Five - Important facts about ELSS Tax Saving Funds.. 


They offer the twin benefits of tax deduction &capital appreciation. Here are a few things you should know before you invest in these tax-saving funds.

(1) How much is the risk...?

Equity Linked Savings Scheme (ELSS) funds are essentially diversified equity funds and carry the same risks.

In fact, the risk is higher in ELSS funds because you can not exit before 3 years.

However, the average ELSS fund has performed better than the average diversified equity fund in the past 5 years. While the ELLS category has given 15% annualised returns, the diversified funds have given 14%.

This is partly because a large number of equity diversified funds pull down the average returns. However, not all ELSS funds have performed so well. While the best performing ELSS fund has given 22% annualised return in the past 5 years, the worst performer has given only 4%. So, choosing the right fund is crucial.


(2) What is the taxability..?

ELSS funds fall under the exemptexempt-exempt (EEE) category. Investments get tax deduction under Income Tax Section 80 C, so you do not have to pay tax on the amount invested in the ELSS fund.

The capital gains generated by the fund are also exempt from tax as the investments are not withdrawn. Finally, withdrawals are also tax-free because there is no tax payable on long-term capital gains from equity-oriented mutual funds.

Since the holding period necessarily exceeds one year, there is no capital gains tax. The Employee Provident Fund and the Public Provident Fund are the only other investment options that enjoy the EEE tax treatment.

(3) What is the lock-in period..?

All tax-saving investments have lock-in periods ranging from 3 to 15 years. ELSS funds have a lock-in period of 3 years, the shortest among all Section 80 C investment options. While this reduces liquidity and prevents the investor from making changes, it can be a blessing in disguise. From 2014-15, maximum ELSS Tax savings is Rs. 1.5 lakh. 

It also means that redemptions are not a worry for the fund manager and he can take long-term investment decisions, which generally prove beneficial for the fund. For the investors who take the SIP route, each monthly instalment is treated as a separate investment and gets locked in for three years.

So, the SIP started in July 2014 will be eligible for withdrawal in July 2017. Similarly, the SIP invested in August 2014 will be open for withdrawal only in August 2017.

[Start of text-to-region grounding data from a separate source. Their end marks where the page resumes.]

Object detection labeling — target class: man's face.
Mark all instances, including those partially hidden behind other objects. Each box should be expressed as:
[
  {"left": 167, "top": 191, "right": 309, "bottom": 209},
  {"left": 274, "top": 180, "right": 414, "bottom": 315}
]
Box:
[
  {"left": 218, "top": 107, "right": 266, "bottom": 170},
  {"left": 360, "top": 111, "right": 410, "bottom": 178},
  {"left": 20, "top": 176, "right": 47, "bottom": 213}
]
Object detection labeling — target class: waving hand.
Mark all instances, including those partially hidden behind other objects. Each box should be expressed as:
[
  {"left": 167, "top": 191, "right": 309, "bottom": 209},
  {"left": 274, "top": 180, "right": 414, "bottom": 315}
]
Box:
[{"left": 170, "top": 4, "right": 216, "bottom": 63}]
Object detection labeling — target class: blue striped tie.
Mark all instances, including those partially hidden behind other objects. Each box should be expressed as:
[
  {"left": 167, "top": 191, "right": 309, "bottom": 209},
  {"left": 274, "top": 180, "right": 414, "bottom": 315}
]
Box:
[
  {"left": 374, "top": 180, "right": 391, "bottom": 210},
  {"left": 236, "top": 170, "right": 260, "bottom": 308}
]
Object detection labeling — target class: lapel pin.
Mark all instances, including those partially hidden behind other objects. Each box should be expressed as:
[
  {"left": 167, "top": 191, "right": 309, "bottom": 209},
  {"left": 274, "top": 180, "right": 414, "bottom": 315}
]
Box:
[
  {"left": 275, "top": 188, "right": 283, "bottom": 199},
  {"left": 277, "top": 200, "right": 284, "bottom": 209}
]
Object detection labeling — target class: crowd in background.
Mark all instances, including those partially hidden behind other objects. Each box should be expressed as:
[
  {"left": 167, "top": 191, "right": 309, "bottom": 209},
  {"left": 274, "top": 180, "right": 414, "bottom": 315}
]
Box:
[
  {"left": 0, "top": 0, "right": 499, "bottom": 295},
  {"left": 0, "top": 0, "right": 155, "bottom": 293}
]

(4) Growth or / dividend.. ?

You can opt for the growth, dividend or dividend reinvestment plan. The growth plan is the cumulative option under which your investment will keep growing till you redeem it. In the dividend plan, the fund gives some amount back to if the fund's NAV has risen.

The dividend received by the investor are taxfree. Do not make the mistake of opting for the dividend reinvestment plan, under which the dividend payout is reinvested to buy more units of the scheme.

Everytime this happens, the new units get locked in for another 3 years. So when you want to exit, there will always be some units still locked in. If you are stuck in the dividend reinvestment plan, you can write to the fund house and shift to the dividend payout plan.

(5) What is the threshold..?

Most equity funds have a minimum investment limit of Rs. 5,000, but ELSS funds have a lower threshold of  Rs. 500.

Newbie investors who want to test the waters before jumping in will find this especially useful. These funds also offer a greater flexibility to investors. Unlike an insurance plan or a unit-linked insurance plan (Ulip), you don't have to commit multi-year investments. Even a one-time investment of  Rs. 500 can be held till perpetuity. In the PPF, the investor must make at least one contribution in a year or pay a penalty.

However, there is no such compulsion in ELSS funds.